Employed caregivers are also more likely to be absent from work, use employee benefits, be less productive and devote fewer hours to work.
“You’re swimming and doing it OK, you’re just coping, and then all you need is a change with work, a change with your kids, a change with your marriage or a change with your parents and the very fragile balance you have tips completely,” said Duxbury.
This can wreak havoc on succession planning, she said.
“‘I’m barely getting by and you want me to compete for this position? I don’t think so.’”
One of KPMG’s newer programs is geared to women and their advancement, trying to keep them in the workforce longer, said Kristy Carscallen, partner and CHRO at KPMG in Toronto. A huge part of that is “getting them to tell their stories about how they balance a successful career and a family or elder care, whatever it may be, so we try and do that monthly,” she said.
The company also emphasizes the need for people to set boundaries, said Carscallen.
“In a very client-focused organization, it could be all-consuming, so we try and share stories, for example, on how different people do it, so maybe they go home and have dinner with their families or children, and then maybe they go back online for an hour.”
The emotional strain of caregiving duties is also a factor, said the study, and employers should consider an employee assistance program (EAP), seminars on how to manage the emotional aspects of caregiving, and lobbying for or taking responsibility for the provision of community centres with programs for seniors.
Emotional distress can be more taxing than the time spent on tasks, said Mara Osis, president of ElderWise in Calgary. And it doesn’t end, for example, when a parent moves into a retirement home.
“You may not be physically spending the time doing the running around but you’re still living with that feeling that you’re saying the long goodbye to your parents,” she said. “I know many people who have been at it for a decade or more, and they never thought it would be this long.

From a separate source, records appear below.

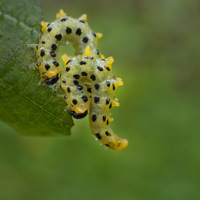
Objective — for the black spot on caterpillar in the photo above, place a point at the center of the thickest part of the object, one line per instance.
(86, 78)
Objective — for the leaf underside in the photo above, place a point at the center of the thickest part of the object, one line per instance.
(24, 106)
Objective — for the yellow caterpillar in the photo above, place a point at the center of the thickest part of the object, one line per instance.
(86, 78)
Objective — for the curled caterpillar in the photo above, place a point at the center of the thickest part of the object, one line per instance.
(86, 78)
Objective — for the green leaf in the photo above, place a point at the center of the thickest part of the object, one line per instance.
(24, 106)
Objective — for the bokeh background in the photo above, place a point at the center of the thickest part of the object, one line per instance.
(156, 47)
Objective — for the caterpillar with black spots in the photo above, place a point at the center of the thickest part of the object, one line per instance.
(87, 78)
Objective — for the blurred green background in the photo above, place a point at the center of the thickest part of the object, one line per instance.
(156, 47)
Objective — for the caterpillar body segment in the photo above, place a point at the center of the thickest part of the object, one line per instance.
(87, 78)
(64, 28)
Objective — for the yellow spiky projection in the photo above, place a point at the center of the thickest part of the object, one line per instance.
(86, 78)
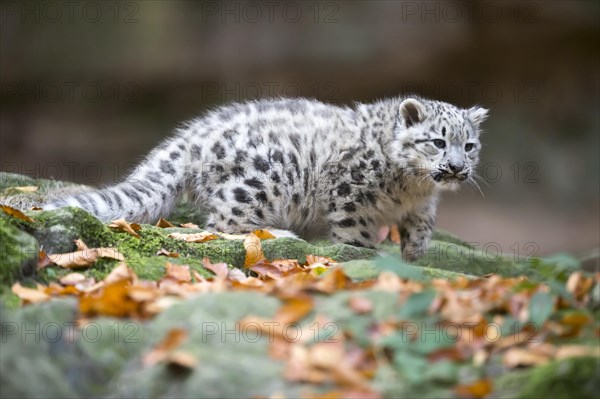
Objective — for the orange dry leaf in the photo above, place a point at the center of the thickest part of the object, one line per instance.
(195, 237)
(263, 234)
(122, 225)
(84, 257)
(479, 389)
(111, 300)
(395, 234)
(254, 253)
(72, 279)
(163, 223)
(294, 309)
(220, 269)
(15, 213)
(29, 295)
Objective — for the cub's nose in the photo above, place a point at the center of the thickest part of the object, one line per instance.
(456, 167)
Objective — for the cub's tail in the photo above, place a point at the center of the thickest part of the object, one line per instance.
(147, 194)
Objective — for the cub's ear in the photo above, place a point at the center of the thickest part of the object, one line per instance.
(477, 115)
(412, 111)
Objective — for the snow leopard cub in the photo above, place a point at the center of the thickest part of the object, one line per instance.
(316, 169)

And they propose solutions on the assumption that, ‘Well, this will just be for a short while and then things will work themselves out.’”
Employer support lacking
One-quarter of 111 interviewed respondents said they received no support from their employer around issues they face balancing work and caregiving, said the study, which recommended steps to improve the situation, such as compressed workweeks.

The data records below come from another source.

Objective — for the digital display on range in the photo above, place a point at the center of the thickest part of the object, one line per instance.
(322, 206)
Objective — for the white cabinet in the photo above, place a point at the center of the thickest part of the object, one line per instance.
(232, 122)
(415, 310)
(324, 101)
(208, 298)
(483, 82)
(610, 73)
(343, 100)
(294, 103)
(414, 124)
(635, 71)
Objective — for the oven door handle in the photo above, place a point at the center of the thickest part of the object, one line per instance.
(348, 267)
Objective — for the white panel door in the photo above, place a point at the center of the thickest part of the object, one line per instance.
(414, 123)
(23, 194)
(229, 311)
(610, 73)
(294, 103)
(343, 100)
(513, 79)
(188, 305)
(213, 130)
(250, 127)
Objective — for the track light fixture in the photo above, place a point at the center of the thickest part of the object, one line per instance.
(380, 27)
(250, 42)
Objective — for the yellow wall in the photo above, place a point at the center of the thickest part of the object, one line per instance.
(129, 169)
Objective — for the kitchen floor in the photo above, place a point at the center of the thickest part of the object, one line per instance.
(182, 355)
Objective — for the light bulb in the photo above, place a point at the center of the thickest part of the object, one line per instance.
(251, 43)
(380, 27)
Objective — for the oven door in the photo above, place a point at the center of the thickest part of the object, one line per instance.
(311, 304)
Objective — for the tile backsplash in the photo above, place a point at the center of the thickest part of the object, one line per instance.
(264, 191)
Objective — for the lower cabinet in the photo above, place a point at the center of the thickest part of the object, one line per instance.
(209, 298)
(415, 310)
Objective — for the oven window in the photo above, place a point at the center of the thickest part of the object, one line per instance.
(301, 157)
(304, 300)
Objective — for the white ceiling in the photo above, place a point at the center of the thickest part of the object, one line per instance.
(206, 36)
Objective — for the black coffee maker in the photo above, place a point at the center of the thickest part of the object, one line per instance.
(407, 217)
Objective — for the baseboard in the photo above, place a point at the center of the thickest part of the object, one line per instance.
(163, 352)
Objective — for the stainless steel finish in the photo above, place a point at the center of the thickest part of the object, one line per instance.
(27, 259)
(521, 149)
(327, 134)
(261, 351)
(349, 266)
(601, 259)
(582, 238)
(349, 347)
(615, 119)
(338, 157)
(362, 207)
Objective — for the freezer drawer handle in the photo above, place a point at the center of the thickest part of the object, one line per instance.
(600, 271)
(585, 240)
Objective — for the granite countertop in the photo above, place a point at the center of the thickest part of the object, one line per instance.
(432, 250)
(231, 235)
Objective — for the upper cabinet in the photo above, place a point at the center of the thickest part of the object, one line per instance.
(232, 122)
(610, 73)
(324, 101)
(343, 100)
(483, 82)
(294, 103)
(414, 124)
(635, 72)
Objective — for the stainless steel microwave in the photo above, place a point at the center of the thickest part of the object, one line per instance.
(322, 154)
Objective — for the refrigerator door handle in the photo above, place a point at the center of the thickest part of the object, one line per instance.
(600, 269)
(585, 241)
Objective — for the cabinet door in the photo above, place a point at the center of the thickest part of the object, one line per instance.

Employers keep thinking about it in terms of flex-time but the data says very unequivocally these people want compressed workweeks, said Duxbury.
“They don’t want flex-time, they want a whole day where they can run around and ‘take my dad to the doctor, I can take my mum to the pharmacist, I can do some grocery shopping for them.’ They need to be available during work hours for their parents because that’s when doctors, nurses are available.”
Caregiving support networks at the workplace can also help, said the study. These are important because many people feel very alone and think they are the only ones going through this, said Osis.
“A lot of us, perhaps women more so than men, have been trained to think that we should be able to handle it all, that’s what we’re there for. So if we’re having trouble with that, we just need to try harder, it’s something wrong with us.”
KPMG has a lot of different networking events at the national and local level, said Boon, with people talking about the arrangements they have to deal with their roles, such as working from home.
“Sharing that kind of information, that’s definitely part of our culture. And as that number has crept up, for more people with families at the manager level, the culture is changing and responding to that,” she said. “The more we talk about creative solutions and provide examples for people about how they can make it work, the better they will feel and the more supported.”